Nita rolled her eyes. “He is not my buddy!”
“Yeah, and isn’t it wonderful,” Carmela said. Her real intentions, Nita thought, couldn’t possibly be as predatory as her smile made them appear. I hope! “But isn’t it August when everything gets crazy in Ireland? It did last time…”
“Believe me,” Nita said, “what happened then is not a regularly scheduled event.” She sat there for a moment more watching the TV, where the “blender” seemed to have stopped— at least the flashing and smoking going on inside it had.
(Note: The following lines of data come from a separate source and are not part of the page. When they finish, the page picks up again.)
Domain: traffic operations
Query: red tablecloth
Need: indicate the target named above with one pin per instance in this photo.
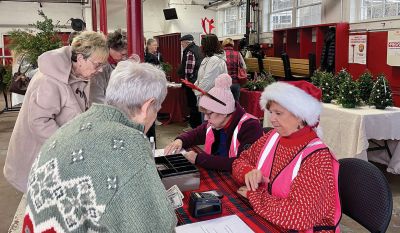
(232, 202)
(175, 105)
(250, 101)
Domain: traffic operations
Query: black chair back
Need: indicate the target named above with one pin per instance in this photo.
(365, 194)
(286, 66)
(311, 64)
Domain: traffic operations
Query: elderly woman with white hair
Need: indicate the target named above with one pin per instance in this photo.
(289, 175)
(57, 93)
(99, 170)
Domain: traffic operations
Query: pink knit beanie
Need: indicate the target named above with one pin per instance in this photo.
(221, 91)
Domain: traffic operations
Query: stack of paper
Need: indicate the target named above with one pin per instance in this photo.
(227, 224)
(160, 152)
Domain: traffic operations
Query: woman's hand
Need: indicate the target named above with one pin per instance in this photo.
(173, 147)
(191, 156)
(243, 191)
(253, 178)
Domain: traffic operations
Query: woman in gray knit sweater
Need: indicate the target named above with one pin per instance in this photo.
(97, 173)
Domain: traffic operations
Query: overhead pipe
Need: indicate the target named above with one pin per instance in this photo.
(94, 15)
(134, 23)
(215, 3)
(103, 16)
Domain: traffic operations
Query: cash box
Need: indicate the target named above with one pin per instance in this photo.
(177, 170)
(203, 204)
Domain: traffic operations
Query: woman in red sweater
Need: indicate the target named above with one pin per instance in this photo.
(289, 176)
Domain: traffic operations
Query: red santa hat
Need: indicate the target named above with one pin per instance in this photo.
(301, 98)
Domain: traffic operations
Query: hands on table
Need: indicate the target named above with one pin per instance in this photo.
(252, 180)
(173, 147)
(176, 146)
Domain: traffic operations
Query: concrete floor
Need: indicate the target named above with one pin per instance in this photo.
(9, 197)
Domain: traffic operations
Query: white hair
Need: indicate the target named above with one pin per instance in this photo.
(132, 84)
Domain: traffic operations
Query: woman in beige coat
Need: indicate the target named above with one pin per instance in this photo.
(56, 94)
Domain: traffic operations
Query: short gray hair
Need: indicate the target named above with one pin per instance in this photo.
(132, 84)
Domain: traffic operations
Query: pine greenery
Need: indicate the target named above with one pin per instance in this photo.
(381, 95)
(32, 43)
(349, 95)
(340, 77)
(365, 84)
(326, 86)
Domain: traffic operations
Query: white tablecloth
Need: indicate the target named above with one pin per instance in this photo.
(346, 132)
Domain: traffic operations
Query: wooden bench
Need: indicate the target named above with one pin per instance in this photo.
(300, 66)
(252, 65)
(274, 65)
(298, 69)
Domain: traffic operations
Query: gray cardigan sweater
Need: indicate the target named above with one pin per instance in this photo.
(97, 174)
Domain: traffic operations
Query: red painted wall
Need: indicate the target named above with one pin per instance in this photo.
(376, 63)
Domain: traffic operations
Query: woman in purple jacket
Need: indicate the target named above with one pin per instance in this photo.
(227, 131)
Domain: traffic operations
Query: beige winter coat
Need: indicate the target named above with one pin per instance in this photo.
(54, 97)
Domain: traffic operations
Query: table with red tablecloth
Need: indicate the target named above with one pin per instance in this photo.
(232, 202)
(250, 101)
(175, 105)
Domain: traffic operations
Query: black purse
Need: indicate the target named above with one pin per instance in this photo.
(19, 82)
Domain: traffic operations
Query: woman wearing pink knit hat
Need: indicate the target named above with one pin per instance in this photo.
(226, 132)
(289, 175)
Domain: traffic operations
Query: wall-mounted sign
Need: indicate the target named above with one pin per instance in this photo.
(207, 25)
(358, 49)
(393, 48)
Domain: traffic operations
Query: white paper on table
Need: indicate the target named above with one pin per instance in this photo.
(160, 152)
(227, 224)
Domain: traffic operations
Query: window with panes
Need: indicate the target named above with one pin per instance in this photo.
(233, 20)
(288, 13)
(376, 9)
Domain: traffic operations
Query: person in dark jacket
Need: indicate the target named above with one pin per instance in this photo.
(191, 60)
(234, 60)
(151, 54)
(227, 131)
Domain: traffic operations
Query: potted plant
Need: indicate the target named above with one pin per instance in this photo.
(381, 94)
(32, 43)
The mist creature came out, not yellow-green now, but pink, and waved its tendrils around: a long line of number-characters in the Speech, probably the “food processor’s” details, started flashing on the screen. Nita shook her head. “I came in late,” she said. “What’s this about?”
“It’s a portable wanjaxer,” Carmela said. “On sale, it looks like. Which is all right, except I don’t know if I really want to get into wanjaxing. I mean, I’m as broad-minded and tolerant as the next girl, but there are all these hue issues…”
Nita rolled her eyes. Carmela had been spending a lot of time lately studying alien lifestyles, and her attempts to explain some of the finer points could take hours. “Forget it,” Nita said. “You see Kit before he left?”
Carmela looked at Nita in shock. “You didn’t? You mean he just ditched you and ran off halfway around the world?” She paused. “Is it halfway?”
Nita frowned, considering. “I’d have to look it up. How’d you know where he went?”